In his introduction, College President Jonathan Veitch recalled visiting a coffeehouse in Los Angeles in the late 1970s and wondering how it would ever survive. "‘What could possibly be the business plan for this?'" he remembered thinking. "It's a good thing I became an academic and not a businessman."

Behar, who received an honorary degree from Occidental in 2005, said that from almost his first day at Starbucks, he saw that his job was not about selling coffee. It was about cultivating and helping Starbucks partners (as employees of the Seattle-based company are called) tap into their creativity and develop professionally. His leadership role was critical in helping Starbucks keep its unique culture while growing exponentially.

"The coffee had to be good, of course. But it's about the people," he said before a capacity audience of students, Starbucks employees and community members in Mosher lecture hall. "We think our identity is in the title on our business card. But it doesn't make a difference what you do. At the end of the day, everything you do is in service to another human being."

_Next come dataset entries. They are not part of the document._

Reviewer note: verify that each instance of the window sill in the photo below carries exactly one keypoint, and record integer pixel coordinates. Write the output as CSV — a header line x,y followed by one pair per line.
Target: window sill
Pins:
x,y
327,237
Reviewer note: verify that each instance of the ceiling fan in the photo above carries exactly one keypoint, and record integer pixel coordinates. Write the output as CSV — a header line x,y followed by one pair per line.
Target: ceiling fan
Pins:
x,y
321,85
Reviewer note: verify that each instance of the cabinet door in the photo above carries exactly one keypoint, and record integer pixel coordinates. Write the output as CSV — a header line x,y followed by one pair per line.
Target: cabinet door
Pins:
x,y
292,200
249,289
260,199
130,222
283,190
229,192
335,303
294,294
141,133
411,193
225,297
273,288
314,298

That thinking led the Starbucks executive team to offer healthcare insurance to its part-time employees years before most other companies did, pay a better-than-average hourly wage and provide stock options. "Maximization of profits is not the answer," Behar said. "Profits need to be spread across multiple constituencies."

At Starbucks, he initially helped expand the coffee chain across the United States as vice president of sales and operations. As president of Starbucks' global division, Behar helped establish the coffee culture in places as diverse as France, Russia and South Korea. He returned to head Starbucks North America as president and served as a company director until 2008. Today, Starbucks has more than 17,000 locations on five continents and serves not just coffee, but meals, desserts, coffee accessories and, in some locations, beer and wine.

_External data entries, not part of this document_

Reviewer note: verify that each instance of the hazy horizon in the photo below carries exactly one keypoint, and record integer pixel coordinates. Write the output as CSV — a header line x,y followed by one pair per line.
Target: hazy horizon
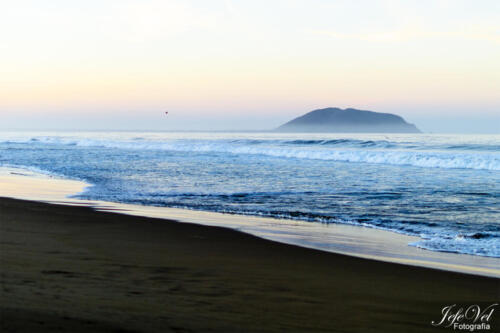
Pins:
x,y
247,65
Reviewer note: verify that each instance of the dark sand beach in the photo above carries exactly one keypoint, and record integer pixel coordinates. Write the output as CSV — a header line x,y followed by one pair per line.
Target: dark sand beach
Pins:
x,y
72,269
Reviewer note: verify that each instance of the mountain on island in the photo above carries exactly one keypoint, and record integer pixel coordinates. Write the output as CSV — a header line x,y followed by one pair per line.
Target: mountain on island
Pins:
x,y
348,120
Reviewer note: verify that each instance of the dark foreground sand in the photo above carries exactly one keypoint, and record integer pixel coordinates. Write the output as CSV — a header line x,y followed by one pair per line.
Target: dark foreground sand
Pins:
x,y
73,269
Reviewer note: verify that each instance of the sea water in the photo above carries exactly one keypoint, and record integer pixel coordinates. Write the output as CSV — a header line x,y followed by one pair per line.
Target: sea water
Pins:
x,y
444,189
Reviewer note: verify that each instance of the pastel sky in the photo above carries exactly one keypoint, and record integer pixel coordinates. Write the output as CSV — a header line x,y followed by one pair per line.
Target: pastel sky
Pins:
x,y
216,64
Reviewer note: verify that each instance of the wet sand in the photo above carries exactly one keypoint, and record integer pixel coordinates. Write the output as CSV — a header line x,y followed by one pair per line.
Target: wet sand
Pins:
x,y
72,269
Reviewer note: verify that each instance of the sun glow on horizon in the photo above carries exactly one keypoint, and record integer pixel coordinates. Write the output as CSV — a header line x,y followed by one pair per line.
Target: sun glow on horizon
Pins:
x,y
232,57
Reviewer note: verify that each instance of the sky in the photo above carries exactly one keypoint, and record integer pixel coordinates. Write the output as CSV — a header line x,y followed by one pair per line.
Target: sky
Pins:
x,y
247,65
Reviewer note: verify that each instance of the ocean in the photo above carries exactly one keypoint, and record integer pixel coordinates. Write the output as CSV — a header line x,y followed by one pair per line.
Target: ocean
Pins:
x,y
444,189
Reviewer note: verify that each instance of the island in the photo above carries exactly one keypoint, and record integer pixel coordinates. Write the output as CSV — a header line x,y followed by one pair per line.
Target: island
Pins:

He urged the crowd to draw up a strategic plan for their life and develop what he called a "BHAG," or a "big, hairy audacious goal." It's a goal, Behar explained, that is much bigger than you. For him, it was "to nurture and inspire the human spirit every day."

He elaborates on the people-centered approach to business in his 2007 book,It's Not About the Coffee: Leadership Lessons From a Life at Starbucks. In demand as a speaker on corporate and personal leadership, Behar now serves on several for-profit and nonprofit boards, including Anna's Linens, EZ Grill, Greenleaf Center for Servant Leadership and the University of Washington Foundation. He also sponsors a joint educational initiative with the University of Washington School of Social Work and Foster School of Business.